By the time Federico Capasso was appointed a Harvard professor, he had held a high-ranking position at a scientific development company, invented a type of laser, and co-founded a startup based on that laser.
Capasso, who is now an applied physics professor at the School of Engineering and Applied Sciences, joined the research team at the Nokia-owned industrial research company Bell Labs in 1976, nearly 30 years before arriving at Harvard in 2003.
During his time at Bell Labs, Capasso quickly climbed the ranks. He headed multiple research divisions before ascending to one of the company’s most preeminent management positions — vice president of all physical research.
While at Bell Labs, he and his colleagues invented a “quantum cascade laser” — a semiconductor laser that emits in the infrared portion of the electromagnetic spectrum — and started a company based on their invention.
Capasso credited his “excellent” scientific upbringing at Bell Labs with instilling in him a unique way of thinking about research — one he hopes to pass on to his students through his teaching.

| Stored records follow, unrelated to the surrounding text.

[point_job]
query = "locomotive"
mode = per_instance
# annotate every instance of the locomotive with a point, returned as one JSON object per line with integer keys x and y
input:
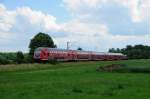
{"x": 45, "y": 54}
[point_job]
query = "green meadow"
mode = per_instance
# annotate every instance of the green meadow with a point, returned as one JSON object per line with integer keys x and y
{"x": 73, "y": 80}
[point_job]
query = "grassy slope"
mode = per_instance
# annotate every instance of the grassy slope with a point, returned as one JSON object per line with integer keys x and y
{"x": 72, "y": 81}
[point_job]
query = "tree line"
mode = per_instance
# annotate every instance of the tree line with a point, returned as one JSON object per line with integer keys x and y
{"x": 39, "y": 40}
{"x": 134, "y": 52}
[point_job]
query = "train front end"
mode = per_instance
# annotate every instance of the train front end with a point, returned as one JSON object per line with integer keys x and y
{"x": 37, "y": 54}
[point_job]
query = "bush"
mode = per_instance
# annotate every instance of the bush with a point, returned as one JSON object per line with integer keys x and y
{"x": 3, "y": 60}
{"x": 53, "y": 61}
{"x": 20, "y": 57}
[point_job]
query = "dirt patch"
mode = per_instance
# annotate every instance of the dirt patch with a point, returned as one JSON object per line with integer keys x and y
{"x": 110, "y": 68}
{"x": 121, "y": 68}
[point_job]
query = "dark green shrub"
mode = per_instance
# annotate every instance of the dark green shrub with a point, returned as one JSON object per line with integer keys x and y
{"x": 20, "y": 57}
{"x": 3, "y": 60}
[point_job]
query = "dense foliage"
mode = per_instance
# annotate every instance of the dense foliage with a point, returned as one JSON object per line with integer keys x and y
{"x": 20, "y": 57}
{"x": 40, "y": 40}
{"x": 134, "y": 52}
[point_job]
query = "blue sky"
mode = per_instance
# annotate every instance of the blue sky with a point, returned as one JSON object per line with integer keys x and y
{"x": 91, "y": 24}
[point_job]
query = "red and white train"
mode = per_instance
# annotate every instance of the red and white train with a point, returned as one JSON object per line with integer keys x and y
{"x": 43, "y": 53}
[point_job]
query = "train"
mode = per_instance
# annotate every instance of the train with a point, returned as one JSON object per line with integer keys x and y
{"x": 46, "y": 54}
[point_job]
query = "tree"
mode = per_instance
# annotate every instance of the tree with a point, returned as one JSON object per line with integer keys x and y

“We should not think about disciplines but about problems… Most of the time today, interesting areas of research are at the boundaries between traditional disciplines,” Capasso said. “As a professor, I want to train students who are great problem solvers.”
After coming to Harvard, Capasso continued to dabble in industry. He — along with several postdoctoral fellows from his own lab and that of Atmospheric Chemistry Professor James G. Anderson — developed a second company that expanded the potential applications of quantum cascade laser technology to include chemical detection, emissions compliance, and healthcare.
Capasso’s journey from industry to academia and back is far from unique, especially among faculty in engineering and applied sciences disciplines. Across Harvard, countless professors boast similar tales of early forays into the private sector that have, in turn, informed their teaching and research. Others have found themselves unexpectedly working in industry after lab discoveries proved to harbor commercial value.
Though faculty members may take different paths to arrive at the intersection of industry and academia — intersections that manifest in myriad ways — those in the applied sciences all affirm the bidirectional benefits that arise from experience in both areas.
“Engineers and applied scientists are translators, and translators take bright ideas, clever inspiration, and create something from that,” Dean of SEAS Francis J. Doyle III said. “That ‘something’ ultimately is going to have a role in society, in life.”
Many professors began their careers as researchers at private companies — sometimes spending decades in these roles — before assuming their present academic posts.
Before joining the Computer Science faculty at SEAS, Hanspeter Pfister worked for 10 years at Mitsubishi Electric Research Laboratories in Cambridge, where he conducted basic research on long-term technology development and sought to “connect that research with business units.”
Like Capasso, Pfister held several management positions at MERL, eventually becoming its associate director and a senior research scientist. He also helped develop technology that would later give rise to a startup, though he ultimately did not join the startup.
Pfister said his industry experience has been “extremely valuable” for both his teaching and research at Harvard.
“It has given me an appreciation for finding projects that have an application that somebody might care about,” he said. “That affects my teaching in the sense that in my classes, I try to teach students skills that will allow them to do projects that will hopefully make a difference in the world.”
Computer Science Professor Boaz Barak wrote in an email that the five years he spent at Microsoft Research before coming to Harvard allowed him to meet people whose expertise spanned a wide range of disciplines.
“In particular, the lab I was part of had a large number of social-science researchers that in a university would be in a different department than mine,” he wrote.
He added that being able to talk to and work closely with people of different academic backgrounds gave him “broader perspectives as a scholar and teacher.”
Though prior industry experience is not the “first and foremost” aspect administrators look for when recruiting new faculty, time spent in the private sector is “certainly” taken into consideration, according to former Dean of the Faculty of Arts and Sciences Michael D. Smith. Before assuming the FAS deanship, Smith worked closely with industry partners and founded the data security company Liquid Machines.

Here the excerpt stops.